Pitture greche si vedevano nella Chiesa sotterranea dell’Altomare, ora scomparse, se facciamo eccezione di quella della Madonna — greco era il primo dipinto di S. Riccardo a fianco dell’antichissima sua sepoltura, pictura græca manu tincta (Histor[ia]. Invent[ionis].) — greci sembrano il dipinto del Salvatore nella Cripta del Vescovado che benedice nel rito orientale, quelli della Madonna della Grazia e di Mater gratiæ — altre pitture, dell’Arcangelo San Michele e di altri Santi, si osservavano dentro una caverna in Gurgo, tracciate, pure alla greca maniera, siccome riferisce lo storiografo Pastore in uno dei suoi manoscritti.
Restano ad osservare le pitture della Cripta, che si nasconde sotto il Pendio. Sono questi gli elementi preziosi, che spingono la storia di Andria al di là dei limiti imposti dalla critica.

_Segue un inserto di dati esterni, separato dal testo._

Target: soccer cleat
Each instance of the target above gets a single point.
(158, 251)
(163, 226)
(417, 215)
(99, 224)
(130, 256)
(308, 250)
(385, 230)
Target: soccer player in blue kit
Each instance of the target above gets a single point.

Pare che quel tipo di Madonna nella Cripta di Santa Margherita, di cui ora s’è discorso, assisa sul trono in maestà di Regina, avesse sin da principio dato nel genio religioso degli Andriesi, e fosse tenuto in grande venerazione, se, scioltasi per la ferocità dei tempi la comunità che l’avea in custodia, passò ai posteri sotto la denominazione di gran tesoro.

Domenico Mens. Morgigni

[tratto dall'opuscolo periodico “La Vergine dei Miracoli”, tip. F. Matera, Andria, 1906, anno I, n.2, pagg. 8-14; n.3, pagg.11-22; n.4, pagg.27-31; n.6, pagg.27-30; n.8, pagg.24-27]


NOTE

[*] La copia degli opuscoli periodici mi è stata gentilmente fornita dallo studioso e appassionato di storia locale e ambiente Nicola Montepulciano. Le immagini non sono presenti nei testi originali, ma sono state aggiunte dalla redazione del sito per una migliore comprensione del pensiero esposto dall'autore.
[NdR1] Il testo in originale greco è nella pergamena del 1032: “ὑπό τἡν διακρ ὰτησιν τοῦ κὰσ τρου τρανων εἶς τό χωριον τό καλ ούμενον ἄνδρασ, ...”
[NdR2] L'anno non può essere 1062, in quanto l'indizione di quell'anno sarebbe la XV (ma nel rito bizantino, nel quale la nuova indizione inizia da settembre, è la successiva. la I).
È da intendere 1462, in quanto l'indizione (qui di stile bizantino, nel Regno di Napoli in vigore fino al XVI secolo) è proprio l'XI, come si interpreta sulla lapide.
[NdR3] Non è vero che il leone non sia coronato; sulla sua testa è ben visibile la corona.
[1a] [b] Prima di passare al terzo stato, da noi descritto nel N. 3, pare che il Leone di Andria abbia subito un’altra varietà. Quale? Ecco.
Nello stemma rispondente al 2. Esemplare, soppresso il leone a sinistra, soppresso il grosso C, resta isolato il leone a destra con le branche campate in aria, senza il ramo di quercia, che l’avrebbe avuto più tardi. Tale è il leone di Andria del secolo XII, che noi vediamo su lo stemma del portale di fianco della Chiesa di S. Agostino, un dì dei Templari.
Le nostre osservazioni, si badi, non sono che relative; e piuttosto non offrono che materiale per chi vorrà di proposito e competenza occuparsi dell’argomento. Anzi avvertiamo i pochi lettori dei nostri Artic[oli]. Storici, di accogliere come non detto ciò che da noi s’è riferito sull’ordine equestre dei Cherubini dello stemma di Porta Santa. Questo per la verità.
[2] Una gran parte di questa erudizione fluviale l’abbiamo tolta da un pregievole manoscritto del nostro Amico Can. R. T.